Pickering. For a minute I was sure that we had advanced until we’d reached Heaven. Only Heaven should have been a wider, prettier place. And the air should have been sweet.
Pickering was sitting on the German firestep. He looked up at me. His face was stark and hopeless; still blackened from the burnt cork but for pink stripes down his cheeks. “Marrs,” he said.
“Hey, Stanhope.” LeBlanc was laughing. “You just crawl up from some funk hole? Welcome to the battle, Mama’s boy.”
“I got the f
lamethrower,” I said loud, my voice twitchy. I wanted everyone to hear what I had done. I was ready to run some more. To shoot. To watch Boche fall. “One shot. That’s all. Burning fucking kerosene went every which-a way.”
Tommy Deighton rocked back and forth, his head cradled in his hands. “God have mercy, Christ have mercy,” he kept saying.
Humphreys, agitated, told us, “Brought more grenades? I’m out, and the Boche has been tossing potato mashers.”
As if he had called for one, a potato masher came sailing up from the other side, black against the green sky. It landed with a bright, sudden crack, wide of the trench, between us and the wire.
“Not that they have any aim, mind.” Humphreys shrugged.
We pitched a couple of Battye bombs over the fallen wall of bags. They went off with twin thuds, leaving silence in their wake.

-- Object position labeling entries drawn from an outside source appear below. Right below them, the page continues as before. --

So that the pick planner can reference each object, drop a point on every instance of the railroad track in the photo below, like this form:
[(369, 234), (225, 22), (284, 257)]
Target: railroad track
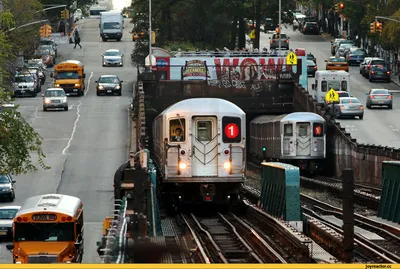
[(227, 239), (361, 196), (364, 195), (390, 246)]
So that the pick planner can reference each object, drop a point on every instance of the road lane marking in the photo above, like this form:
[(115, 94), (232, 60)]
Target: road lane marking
[(78, 115)]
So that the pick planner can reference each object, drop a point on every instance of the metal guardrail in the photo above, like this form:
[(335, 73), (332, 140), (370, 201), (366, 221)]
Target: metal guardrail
[(114, 251)]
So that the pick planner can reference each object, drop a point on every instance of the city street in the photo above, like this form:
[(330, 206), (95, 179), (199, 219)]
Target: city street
[(85, 145), (380, 126)]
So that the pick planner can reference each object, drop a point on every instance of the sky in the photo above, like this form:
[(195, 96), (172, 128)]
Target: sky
[(120, 4)]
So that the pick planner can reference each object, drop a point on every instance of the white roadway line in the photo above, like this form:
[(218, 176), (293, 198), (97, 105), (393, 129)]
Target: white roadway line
[(78, 115)]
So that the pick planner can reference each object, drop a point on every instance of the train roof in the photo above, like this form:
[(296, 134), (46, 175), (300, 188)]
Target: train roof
[(296, 116), (59, 203), (72, 62), (204, 106)]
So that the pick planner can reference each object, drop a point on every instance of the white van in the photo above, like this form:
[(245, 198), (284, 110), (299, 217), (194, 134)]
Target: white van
[(326, 80)]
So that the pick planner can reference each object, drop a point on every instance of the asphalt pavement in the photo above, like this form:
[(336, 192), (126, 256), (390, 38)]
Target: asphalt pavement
[(85, 145), (380, 126)]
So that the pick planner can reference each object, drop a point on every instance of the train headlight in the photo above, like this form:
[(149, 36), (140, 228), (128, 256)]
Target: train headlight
[(182, 165), (227, 165)]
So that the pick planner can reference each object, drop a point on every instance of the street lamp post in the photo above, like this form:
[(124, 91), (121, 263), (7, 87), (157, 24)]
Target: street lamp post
[(150, 48)]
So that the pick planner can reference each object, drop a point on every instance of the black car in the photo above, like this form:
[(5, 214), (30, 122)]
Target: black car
[(311, 57), (7, 214), (311, 68), (311, 28), (379, 72), (109, 84), (355, 57)]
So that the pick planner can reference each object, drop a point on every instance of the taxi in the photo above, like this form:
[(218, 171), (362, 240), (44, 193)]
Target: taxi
[(337, 63), (138, 36)]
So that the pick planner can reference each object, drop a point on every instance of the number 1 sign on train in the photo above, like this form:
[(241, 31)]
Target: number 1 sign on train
[(231, 130)]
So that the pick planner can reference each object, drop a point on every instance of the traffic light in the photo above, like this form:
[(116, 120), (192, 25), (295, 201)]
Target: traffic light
[(378, 27), (372, 28), (48, 30), (42, 31), (65, 14)]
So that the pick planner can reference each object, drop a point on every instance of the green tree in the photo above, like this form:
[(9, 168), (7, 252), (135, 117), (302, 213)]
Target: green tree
[(17, 138)]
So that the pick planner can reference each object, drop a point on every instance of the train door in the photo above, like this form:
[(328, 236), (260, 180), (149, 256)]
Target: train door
[(205, 147), (303, 139)]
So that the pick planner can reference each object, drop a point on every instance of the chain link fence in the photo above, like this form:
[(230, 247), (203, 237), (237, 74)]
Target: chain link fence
[(112, 247)]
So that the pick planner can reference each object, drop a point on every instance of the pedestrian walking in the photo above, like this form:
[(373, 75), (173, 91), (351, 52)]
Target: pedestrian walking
[(77, 39)]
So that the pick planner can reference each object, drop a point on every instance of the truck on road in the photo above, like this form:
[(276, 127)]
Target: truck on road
[(111, 25)]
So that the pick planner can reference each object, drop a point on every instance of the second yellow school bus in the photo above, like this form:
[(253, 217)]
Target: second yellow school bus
[(49, 229)]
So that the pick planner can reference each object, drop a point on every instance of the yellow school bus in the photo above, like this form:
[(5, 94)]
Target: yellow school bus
[(70, 75), (48, 229)]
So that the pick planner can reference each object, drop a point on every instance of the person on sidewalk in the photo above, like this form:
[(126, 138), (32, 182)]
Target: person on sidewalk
[(77, 39)]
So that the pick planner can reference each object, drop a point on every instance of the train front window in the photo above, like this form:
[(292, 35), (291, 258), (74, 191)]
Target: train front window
[(303, 129), (177, 130), (44, 232), (204, 131), (288, 130)]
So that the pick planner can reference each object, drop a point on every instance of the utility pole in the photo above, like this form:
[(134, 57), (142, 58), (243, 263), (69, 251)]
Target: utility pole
[(280, 25), (150, 47)]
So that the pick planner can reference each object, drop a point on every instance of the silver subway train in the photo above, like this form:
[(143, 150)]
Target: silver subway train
[(199, 148), (298, 138)]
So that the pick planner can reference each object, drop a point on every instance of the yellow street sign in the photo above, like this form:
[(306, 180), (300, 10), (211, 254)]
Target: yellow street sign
[(332, 96), (291, 59), (253, 34)]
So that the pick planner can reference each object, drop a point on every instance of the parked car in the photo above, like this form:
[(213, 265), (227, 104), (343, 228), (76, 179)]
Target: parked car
[(355, 57), (379, 72), (311, 28), (379, 97), (337, 63), (113, 57), (55, 98), (7, 214), (334, 45), (364, 64), (311, 68), (109, 84), (349, 107), (274, 42), (46, 56), (49, 42), (374, 61), (311, 57), (7, 190)]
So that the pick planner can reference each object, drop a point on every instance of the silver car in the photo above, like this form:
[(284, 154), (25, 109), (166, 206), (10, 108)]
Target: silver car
[(364, 64), (379, 97), (7, 214), (7, 190), (55, 98), (349, 107), (113, 57)]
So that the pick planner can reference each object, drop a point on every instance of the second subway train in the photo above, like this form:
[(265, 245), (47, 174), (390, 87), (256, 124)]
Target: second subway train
[(298, 138)]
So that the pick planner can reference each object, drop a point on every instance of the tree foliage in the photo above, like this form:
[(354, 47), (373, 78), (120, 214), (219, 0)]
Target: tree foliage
[(204, 23), (17, 138)]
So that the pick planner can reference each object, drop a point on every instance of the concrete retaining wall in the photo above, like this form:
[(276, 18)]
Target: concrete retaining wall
[(344, 151)]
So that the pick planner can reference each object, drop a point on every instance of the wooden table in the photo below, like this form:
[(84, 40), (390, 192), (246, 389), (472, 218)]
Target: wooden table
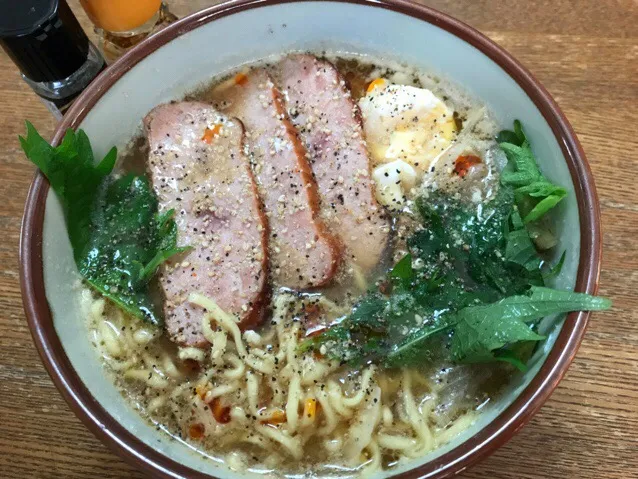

Truce settled. We waited, but the Boche lobbed no more grenades. We didn’t throw any more either. Without a word said, without another shot, the battle was over.
We looked at each other. Deighton rocked. Pickering sat rigid with grief. Marrs, he’d said. Not Pickering, but Marrs. Marrs lying out there in No Man’s Land.
I sat down beside him. He smelled like kerosene and smoke. “I need to go help Marrs?”
“No.” His body was stiff. If I touched him—if I said another word—he’d break.
Calvert asked, “What’s to do now?”
Bowes, fidgeting and nervous, kept looking up at the cave-in, the one between us and the Boche.
Calvert said, “Well, the effing Boche is on bof sides of us, ain’t they. An’ us sandwiched in between like a bleeding slice of ’am. You gentlemen thought of ’ow we’re effing supposed to get out of ’ere?”
The flares were faint now. In the dying light, Riddell looked about, blinking slowly. “Best find shovels.”